The EUR/JPY pair has gyrated in a 143.75-147.27 range in the Tokyo session. The cross is displaying sheer volatility amid developments on the Bank of Japan (BOJ)’s intervention in the FX markets to support the Japanese yen against speculative moves. The asset is displaying wild moves after commentary from Japan’s top currency diplomat Masato Kanda.

Japan’s Kanda, on Monday, cited that the administration is ready to take necessary action 24*7 to support the Japanese yen against one-sided speculative moves in the currency market. Japanese officials denied commenting on their intervention in FX markets but promises to take necessary action against disorderly market moves.

It is worth noting that the asset displayed a knee-jerk reaction on Friday after overstepping the critical hurdle of 148.00.

This week, the BOJ’s monetary policy announcement will hog the limelight. Economic prospects are deteriorating in the Japanese economy amid external demand shocks, which may trigger a continuation of an ultra-dovish monetary policy. Last week, Japan’s inflation figures landed lower than their projections. The headline Consumer Price Index (CPI) dropped to 3.0% vs. the expectation of 3.1% and core CPI landed at 1.8% against 2.0% as projected.

On the Eurozone front, the shared currency bulls will dance to the tunes of an interest rate decision by the European Central Bank (ECB), which is due on Thursday. According to analysts from Rabobank, a 75 basis point (bps) interest rate hike is a done deal.

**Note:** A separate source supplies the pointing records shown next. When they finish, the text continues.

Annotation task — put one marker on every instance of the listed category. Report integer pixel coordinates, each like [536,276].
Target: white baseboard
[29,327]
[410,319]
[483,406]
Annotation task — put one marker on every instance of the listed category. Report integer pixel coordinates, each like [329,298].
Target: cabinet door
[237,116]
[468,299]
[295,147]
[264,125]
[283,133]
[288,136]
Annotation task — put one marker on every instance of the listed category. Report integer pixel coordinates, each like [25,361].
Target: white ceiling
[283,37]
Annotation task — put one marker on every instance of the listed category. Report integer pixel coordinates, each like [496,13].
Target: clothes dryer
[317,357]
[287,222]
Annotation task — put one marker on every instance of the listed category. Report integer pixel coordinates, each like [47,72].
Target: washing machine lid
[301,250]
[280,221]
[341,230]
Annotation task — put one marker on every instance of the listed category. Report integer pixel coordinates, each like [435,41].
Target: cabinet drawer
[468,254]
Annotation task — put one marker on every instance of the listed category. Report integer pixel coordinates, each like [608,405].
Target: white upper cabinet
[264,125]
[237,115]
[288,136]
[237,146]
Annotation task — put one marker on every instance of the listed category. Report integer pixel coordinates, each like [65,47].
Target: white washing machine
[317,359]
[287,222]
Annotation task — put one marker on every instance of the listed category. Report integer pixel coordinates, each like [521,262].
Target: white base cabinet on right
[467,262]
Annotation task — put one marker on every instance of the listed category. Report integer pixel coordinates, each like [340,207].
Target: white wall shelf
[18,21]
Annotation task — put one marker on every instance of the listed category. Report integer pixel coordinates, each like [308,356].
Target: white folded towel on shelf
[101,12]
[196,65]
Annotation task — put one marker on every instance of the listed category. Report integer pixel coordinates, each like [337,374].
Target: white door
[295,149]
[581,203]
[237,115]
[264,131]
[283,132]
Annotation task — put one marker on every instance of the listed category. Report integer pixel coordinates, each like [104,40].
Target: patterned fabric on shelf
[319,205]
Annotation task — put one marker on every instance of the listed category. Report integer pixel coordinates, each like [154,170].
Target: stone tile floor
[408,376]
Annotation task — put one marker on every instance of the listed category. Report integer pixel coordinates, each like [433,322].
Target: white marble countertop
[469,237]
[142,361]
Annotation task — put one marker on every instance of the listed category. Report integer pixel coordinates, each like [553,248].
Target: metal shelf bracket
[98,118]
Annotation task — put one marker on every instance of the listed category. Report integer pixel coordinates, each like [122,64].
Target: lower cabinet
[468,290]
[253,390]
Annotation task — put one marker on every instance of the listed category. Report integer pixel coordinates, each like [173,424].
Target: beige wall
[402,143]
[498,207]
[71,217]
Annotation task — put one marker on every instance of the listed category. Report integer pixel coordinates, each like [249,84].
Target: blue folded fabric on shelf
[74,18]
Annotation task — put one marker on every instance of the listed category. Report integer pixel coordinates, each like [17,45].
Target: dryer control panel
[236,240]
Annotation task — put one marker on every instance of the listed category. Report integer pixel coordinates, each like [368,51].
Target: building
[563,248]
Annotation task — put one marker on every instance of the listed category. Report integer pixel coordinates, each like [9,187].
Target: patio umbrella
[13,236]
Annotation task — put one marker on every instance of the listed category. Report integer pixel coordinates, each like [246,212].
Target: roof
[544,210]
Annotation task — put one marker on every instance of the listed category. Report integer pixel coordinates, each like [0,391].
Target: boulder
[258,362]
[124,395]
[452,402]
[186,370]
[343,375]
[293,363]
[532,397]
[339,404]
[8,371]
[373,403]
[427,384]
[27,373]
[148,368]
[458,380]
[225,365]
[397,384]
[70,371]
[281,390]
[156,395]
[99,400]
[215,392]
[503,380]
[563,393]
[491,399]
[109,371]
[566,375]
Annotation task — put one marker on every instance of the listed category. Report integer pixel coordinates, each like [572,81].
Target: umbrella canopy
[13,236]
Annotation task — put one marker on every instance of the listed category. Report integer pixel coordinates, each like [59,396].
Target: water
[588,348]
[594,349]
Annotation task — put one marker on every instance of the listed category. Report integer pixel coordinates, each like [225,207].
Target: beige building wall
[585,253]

They see the deposit rate reaching 3% by March next year.

Inflationary pressures in the trading bloc are not anchored yet, therefore, ECB President Christine Lagarde doesn’t possess other alternatives than to tighten its policy further.

On Friday, Reuters reported that German Parliament is preparing to vote for the approval of a €200 billion emergency rescue package to tackle the energy crisis.